A system designed not just to respond to rebellion, but to prevent it.

Sico finally stepped forward again, returning fully to the lectern.

The room quieted once more.

"We've heard your input," he said.

His voice carried the same calm strength as before, but now there was something else in it too a shared ownership.

"This Republic does not stand because of one person," he continued. "It stands because of all of you."

His eyes moved across them again.

"And today, you have helped shape how we protect it."

He gestured slightly toward Sarah.

"Vice General, summarize the proposed measures."

Sarah rose and read through the final structured list they had built together that clear, organized, implementable.

When she finished, Sico looked out over the hall.

"All those in favor of adopting these measures as Republic policy," he said, "raise your hand."

For a moment, nothing.

Then one hand lifted.

Then another.

Then another.

Until, one by one, the entire hall was raising their hands.

Every delegate.

Every settlement.

United.

Sico watched it, the quiet pride in his expression not hidden now.

"Motion carried," he said.

A small, steady wave of approval moved through the room that not loud applause, not celebration.

But something deeper.

Commitment.

Because this was how a Republic survived.

Not by avoiding problems.

But by facing them with together, honestly, and early.

Sico gave one final nod.

"Then we move forward," he said.

Outside, beyond the walls of the Congress hall, the vertibirds still circled. The Sentinel Tanks still stood guard. And now, a convoy was already on its way to Outpost Zimonja that carrying with it the will of an entire Republic determined that Nicola would never happen again.
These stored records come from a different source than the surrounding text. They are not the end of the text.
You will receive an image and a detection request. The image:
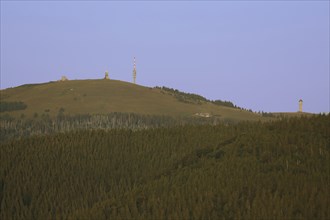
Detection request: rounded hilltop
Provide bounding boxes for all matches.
[0,79,261,120]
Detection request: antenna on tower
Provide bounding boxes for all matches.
[133,57,136,84]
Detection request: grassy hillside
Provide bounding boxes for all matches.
[0,116,330,220]
[0,80,261,120]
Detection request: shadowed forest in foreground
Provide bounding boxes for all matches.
[0,115,330,219]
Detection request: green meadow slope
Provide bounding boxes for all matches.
[0,80,262,120]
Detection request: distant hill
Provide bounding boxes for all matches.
[0,80,262,120]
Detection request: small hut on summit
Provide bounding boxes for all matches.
[60,76,68,82]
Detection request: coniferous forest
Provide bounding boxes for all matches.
[0,115,330,219]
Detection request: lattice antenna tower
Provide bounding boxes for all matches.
[133,57,136,84]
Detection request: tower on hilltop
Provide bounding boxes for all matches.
[133,57,136,84]
[104,70,110,79]
[299,99,302,112]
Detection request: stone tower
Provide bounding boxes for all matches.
[104,70,110,79]
[133,57,136,84]
[299,99,302,112]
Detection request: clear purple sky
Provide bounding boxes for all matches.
[0,1,329,112]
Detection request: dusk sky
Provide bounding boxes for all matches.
[0,1,330,113]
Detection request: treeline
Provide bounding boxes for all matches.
[0,109,224,142]
[0,115,330,220]
[0,101,27,112]
[155,86,238,108]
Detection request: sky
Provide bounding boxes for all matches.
[0,1,330,113]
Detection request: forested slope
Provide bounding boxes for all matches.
[0,115,330,219]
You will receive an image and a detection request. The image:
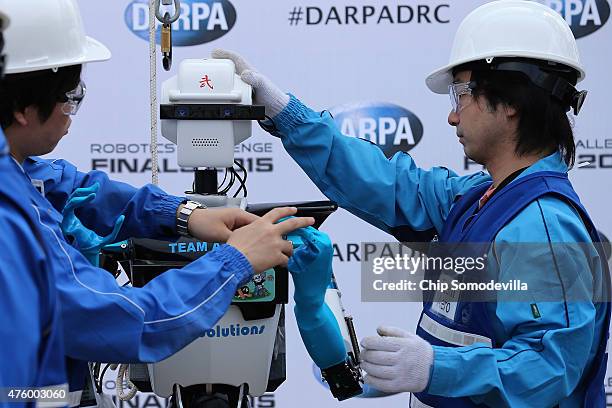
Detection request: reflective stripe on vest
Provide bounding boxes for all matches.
[419,313,493,347]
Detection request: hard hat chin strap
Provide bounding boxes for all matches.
[473,60,587,115]
[490,61,587,115]
[0,31,6,79]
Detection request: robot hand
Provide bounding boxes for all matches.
[62,183,125,266]
[212,49,289,118]
[361,327,434,392]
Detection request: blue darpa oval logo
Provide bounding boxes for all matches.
[125,0,236,46]
[537,0,610,38]
[331,103,423,157]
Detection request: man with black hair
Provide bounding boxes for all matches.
[0,10,68,392]
[218,0,610,407]
[0,0,314,405]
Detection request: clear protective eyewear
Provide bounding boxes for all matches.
[62,80,87,115]
[448,81,476,113]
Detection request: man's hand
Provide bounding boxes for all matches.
[212,49,289,118]
[361,327,434,392]
[227,207,314,273]
[179,208,259,242]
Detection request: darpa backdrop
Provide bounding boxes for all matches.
[52,0,612,407]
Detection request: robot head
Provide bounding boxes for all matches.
[160,59,265,168]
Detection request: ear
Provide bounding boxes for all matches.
[504,104,518,120]
[13,112,28,126]
[13,106,38,126]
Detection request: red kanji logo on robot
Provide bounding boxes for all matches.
[200,75,214,89]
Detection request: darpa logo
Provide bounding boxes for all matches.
[125,0,236,46]
[537,0,610,38]
[331,103,423,157]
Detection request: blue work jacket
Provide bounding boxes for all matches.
[0,143,253,398]
[271,96,608,407]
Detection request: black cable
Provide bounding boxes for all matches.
[217,169,227,191]
[219,168,236,195]
[96,364,110,394]
[234,160,248,197]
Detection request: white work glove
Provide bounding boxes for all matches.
[361,326,434,393]
[211,49,289,118]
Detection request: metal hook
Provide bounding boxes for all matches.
[161,13,172,71]
[155,0,181,24]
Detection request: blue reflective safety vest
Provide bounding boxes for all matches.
[410,171,611,408]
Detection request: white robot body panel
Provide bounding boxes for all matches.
[148,305,282,397]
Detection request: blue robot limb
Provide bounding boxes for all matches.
[287,227,362,400]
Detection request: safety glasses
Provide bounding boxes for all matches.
[62,80,87,115]
[448,81,476,113]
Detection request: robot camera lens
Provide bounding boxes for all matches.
[222,108,234,118]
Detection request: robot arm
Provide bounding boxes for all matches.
[288,228,362,400]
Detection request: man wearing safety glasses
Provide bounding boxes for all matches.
[213,0,610,407]
[0,0,314,405]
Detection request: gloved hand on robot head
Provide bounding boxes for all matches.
[361,326,434,393]
[211,49,289,119]
[61,183,125,266]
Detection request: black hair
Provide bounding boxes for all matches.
[453,61,577,168]
[0,65,82,129]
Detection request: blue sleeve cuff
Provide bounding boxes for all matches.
[273,94,315,137]
[213,244,255,285]
[154,194,185,233]
[426,346,463,396]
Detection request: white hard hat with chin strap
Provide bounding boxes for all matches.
[426,0,586,114]
[0,0,111,74]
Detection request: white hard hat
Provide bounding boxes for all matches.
[426,0,585,94]
[0,0,111,74]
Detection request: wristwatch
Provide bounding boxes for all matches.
[176,200,206,237]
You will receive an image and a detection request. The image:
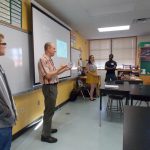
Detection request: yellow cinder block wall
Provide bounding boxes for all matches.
[13,0,88,134]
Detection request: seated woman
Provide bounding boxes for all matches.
[86,55,99,101]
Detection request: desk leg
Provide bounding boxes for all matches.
[131,97,133,106]
[99,92,102,126]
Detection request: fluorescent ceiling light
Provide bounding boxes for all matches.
[98,25,130,32]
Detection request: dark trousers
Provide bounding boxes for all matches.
[105,73,117,82]
[42,84,57,137]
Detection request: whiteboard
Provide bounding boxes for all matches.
[32,5,71,85]
[71,48,81,76]
[0,24,33,94]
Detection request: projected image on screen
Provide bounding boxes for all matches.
[32,5,71,84]
[56,40,67,58]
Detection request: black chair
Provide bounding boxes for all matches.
[129,80,150,107]
[106,89,129,115]
[77,78,90,99]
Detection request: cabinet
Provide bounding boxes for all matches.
[139,42,150,75]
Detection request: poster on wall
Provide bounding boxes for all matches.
[141,47,150,61]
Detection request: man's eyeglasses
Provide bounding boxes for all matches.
[0,43,7,46]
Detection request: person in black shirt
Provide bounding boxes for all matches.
[105,54,117,82]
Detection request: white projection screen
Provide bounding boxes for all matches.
[32,5,71,84]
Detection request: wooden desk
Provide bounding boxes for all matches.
[123,106,150,150]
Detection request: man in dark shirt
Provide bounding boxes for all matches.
[105,54,117,82]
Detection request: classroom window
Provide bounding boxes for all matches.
[90,39,111,69]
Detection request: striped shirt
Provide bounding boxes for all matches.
[38,54,59,84]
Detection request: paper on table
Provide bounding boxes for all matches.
[105,85,119,89]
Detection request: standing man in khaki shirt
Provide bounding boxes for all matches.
[38,42,70,143]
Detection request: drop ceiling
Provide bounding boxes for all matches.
[35,0,150,39]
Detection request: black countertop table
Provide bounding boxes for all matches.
[123,106,150,150]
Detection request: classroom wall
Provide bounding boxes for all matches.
[13,0,88,134]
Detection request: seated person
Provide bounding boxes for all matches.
[105,54,117,82]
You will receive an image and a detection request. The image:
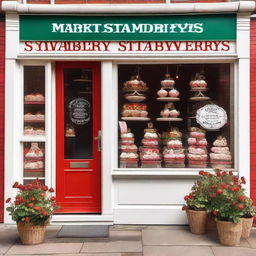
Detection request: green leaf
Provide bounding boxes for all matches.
[6,206,13,212]
[16,209,26,217]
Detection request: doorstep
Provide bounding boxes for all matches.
[51,214,114,226]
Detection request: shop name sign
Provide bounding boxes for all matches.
[20,41,235,54]
[196,104,228,130]
[20,14,236,41]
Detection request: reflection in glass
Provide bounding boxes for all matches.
[64,68,93,159]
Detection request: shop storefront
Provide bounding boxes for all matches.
[2,2,254,224]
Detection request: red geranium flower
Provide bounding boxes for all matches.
[237,204,244,210]
[24,217,30,223]
[28,203,34,208]
[12,181,19,188]
[238,196,245,201]
[211,184,217,189]
[34,206,41,211]
[216,189,222,195]
[212,210,218,215]
[42,186,48,191]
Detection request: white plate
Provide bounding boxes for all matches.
[189,96,210,101]
[122,116,150,121]
[156,117,183,122]
[125,95,146,102]
[190,87,207,92]
[156,97,180,102]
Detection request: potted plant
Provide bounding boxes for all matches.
[207,170,248,246]
[240,177,256,238]
[6,178,56,244]
[182,171,211,235]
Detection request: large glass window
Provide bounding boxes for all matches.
[23,66,45,184]
[118,63,234,169]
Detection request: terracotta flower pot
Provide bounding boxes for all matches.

______________________________________________

• Name: Sico

• Stats :

S: 8,44

P: 7,44

E: 8,44

C: 8,44

I: 9,44

A: 7,45

L: 7

• Skills: advance Mechanic, Science, and Shooting skills, intermediate Medical, Hand to Hand Combat, Lockpicking, Hacking, Persuasion, and Drawing Skills

• Inventory: 53.280 caps, 10mm Pistol, 1500 10mm rounds, 22 mole rats meat, 17 mole rats teeth, 1 fragmentation grenade, 6 stimpak, 1 rad x, 6 fusion core, computer blueprint, modern TV blueprint, camera recorder blueprint, 1 set of combat armor, Automatic Assault Rifle, 1.500 5.56mm rounds, power armor T51 blueprint, Electric Motorcycle blueprint, T-45 power armor, Minigun, 1.000 5mm rounds, Cryolator, 200 cryo cell, Machine Gun Turret Mk1 blueprint, electric car blueprint, Kellogg gun, Righteous Authority, Ashmaker, Furious Power Fist, Full set combat armor blueprint, M240 7.62mm machine guns blueprint, Automatic Assault Rifle blueprint, and Humvee blueprint.